Глава 20


Кавалер не мог сидеть на месте спокойно. Казалось бы, что нужно-то тебе, чего неймётся, Кленк и Роха ставят лагерь, ужин варится, дороги, ведущие к городу, запираются палисадами. Офицеры его не новички, и Брюнхвальд, и Эберст, и Пруфф на войнах седыми стали. Люди инженера Шуберта уже облепили холм, что был у восточной стены, фон Реддернауф отправляет разъезды во все концы. Время отдохнуть, ногу не бередить, она и так ноет после марша, поесть, может даже поспать, ведь не спал толком со вчерашнего дня. А генерал не может. Ему на месте не сидится.

Сидя на телеге у разложенной на мешках карте, он спрашивал у капитана Дорфуса:

— Если город будут деблокировать, откуда нанесут удар?

В том, что горцы попытаются это сделать, у него сомнений не было, он-то на их месте уж точно попытался бы, даже не имея больших сил. Дорфус тоже смотрел на карту:

— Ну уж не с севера.

Это и так было ясно. Оттуда они пришли, там силы горцам не собрать.
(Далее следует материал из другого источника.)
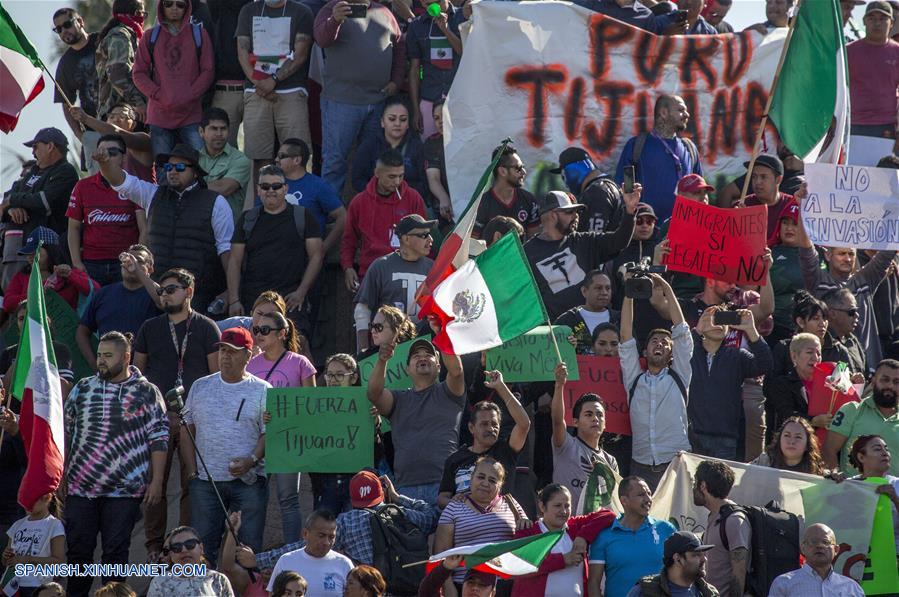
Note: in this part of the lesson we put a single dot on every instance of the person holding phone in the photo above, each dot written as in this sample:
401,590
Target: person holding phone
716,386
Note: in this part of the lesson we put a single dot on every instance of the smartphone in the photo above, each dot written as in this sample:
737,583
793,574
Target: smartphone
726,318
629,177
358,11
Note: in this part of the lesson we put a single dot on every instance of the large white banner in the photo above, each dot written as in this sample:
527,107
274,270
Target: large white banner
847,508
553,75
852,206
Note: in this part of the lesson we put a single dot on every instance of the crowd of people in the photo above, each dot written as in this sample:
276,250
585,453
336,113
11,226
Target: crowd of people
194,258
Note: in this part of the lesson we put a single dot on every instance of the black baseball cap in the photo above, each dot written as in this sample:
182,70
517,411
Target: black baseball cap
682,542
570,156
768,161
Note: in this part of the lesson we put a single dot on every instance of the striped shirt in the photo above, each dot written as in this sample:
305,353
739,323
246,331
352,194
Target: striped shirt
471,527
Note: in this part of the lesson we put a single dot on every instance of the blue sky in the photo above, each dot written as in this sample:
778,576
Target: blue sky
35,19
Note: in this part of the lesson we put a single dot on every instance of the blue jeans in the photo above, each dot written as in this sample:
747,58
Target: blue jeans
426,492
104,272
207,517
288,487
716,446
341,126
113,519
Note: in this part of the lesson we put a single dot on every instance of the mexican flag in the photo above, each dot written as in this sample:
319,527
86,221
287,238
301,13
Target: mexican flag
36,384
506,559
456,248
489,300
814,125
20,72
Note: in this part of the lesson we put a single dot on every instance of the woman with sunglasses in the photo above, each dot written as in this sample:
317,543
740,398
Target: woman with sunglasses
183,546
281,365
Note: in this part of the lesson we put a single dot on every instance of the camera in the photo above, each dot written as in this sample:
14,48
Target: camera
639,286
174,398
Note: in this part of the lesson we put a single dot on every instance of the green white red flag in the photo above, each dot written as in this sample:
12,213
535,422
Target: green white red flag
505,559
36,384
489,300
20,72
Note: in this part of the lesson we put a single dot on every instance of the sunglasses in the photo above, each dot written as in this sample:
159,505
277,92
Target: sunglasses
179,547
66,25
264,330
170,289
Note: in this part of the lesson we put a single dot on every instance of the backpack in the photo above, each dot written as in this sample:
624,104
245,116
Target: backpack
677,380
252,216
396,541
775,543
640,141
197,29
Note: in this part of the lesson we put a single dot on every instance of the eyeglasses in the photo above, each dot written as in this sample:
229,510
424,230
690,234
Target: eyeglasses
170,289
179,547
264,330
337,376
65,25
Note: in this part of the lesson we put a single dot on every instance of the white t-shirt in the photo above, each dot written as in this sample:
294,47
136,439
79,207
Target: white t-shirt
33,538
570,579
326,576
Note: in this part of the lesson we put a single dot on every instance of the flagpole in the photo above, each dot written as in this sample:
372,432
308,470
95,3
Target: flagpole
764,121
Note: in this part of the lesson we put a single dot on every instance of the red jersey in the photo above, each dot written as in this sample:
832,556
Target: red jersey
108,222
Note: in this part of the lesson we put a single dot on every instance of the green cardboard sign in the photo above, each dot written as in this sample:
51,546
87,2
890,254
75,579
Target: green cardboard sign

— На западе крупных городов нет: горы, деревни и граница, — продолжал капитан. — Думаю, если и придут, то либо с востока, либо с юга; скорее всего, с юга, в Мюлибахе войско соберут и оттуда пойдут.

Да, генерал и сам так думал.

— Сходите к капитану Пруффу, — заговорил он после минутного размышления, — кулеврины ему для пробития стен не понадобятся, пусть отправит их с канонирами на южный перекрёсток к полковнику Брюнхвальду.

— Да, генерал, — ответил капитан Дорфус, забрал карту и ушёл.

А он полез в седло и, уже усевшись, крикнул денщику:

— Гюнтер, есть что из еды у тебя?

Гюнтер нашёл. Даже к поварам бегать не пришлось. Принёс кусок ещё не чёрствого хлеба с подсохшим куском сыра, передал господину, и тот по въевшейся в него с юных лет солдатской привычке стал есть это прямо на ходу, в седле. Сначала поехал на западную дорогу к Эберсту. Ну, конечно же, неправильно его офицеры наметили палисады. Не удержался, полез советовать. Напомнил, что не только дорогу из города надо блокировать, но и дорогу к городу, то есть ещё и контрпалисад нужно ставить. А места под него офицеры не наметили. Те соглашались, обещали исправить. При этом он поймал на себе недовольный взгляд полковника Эберста. Кавалер его понимал, не дело генерала заниматься заборами. Дело генерала вести людей. А если генерал ездит и раздаёт советы ротмистрам, так значит, он, скорее всего, волнуется. А людишки, особенно нижние чины, отлично чувствуют, когда старшие волнуются, и начинают волноваться сами. А солдатам волноваться нельзя ни при каких обстоятельствах. А посему генерал должен быть спокоен и строг и во всякие мелочи, типа заборов, не лезть. С этим и ротмистры с капитанами разберутся.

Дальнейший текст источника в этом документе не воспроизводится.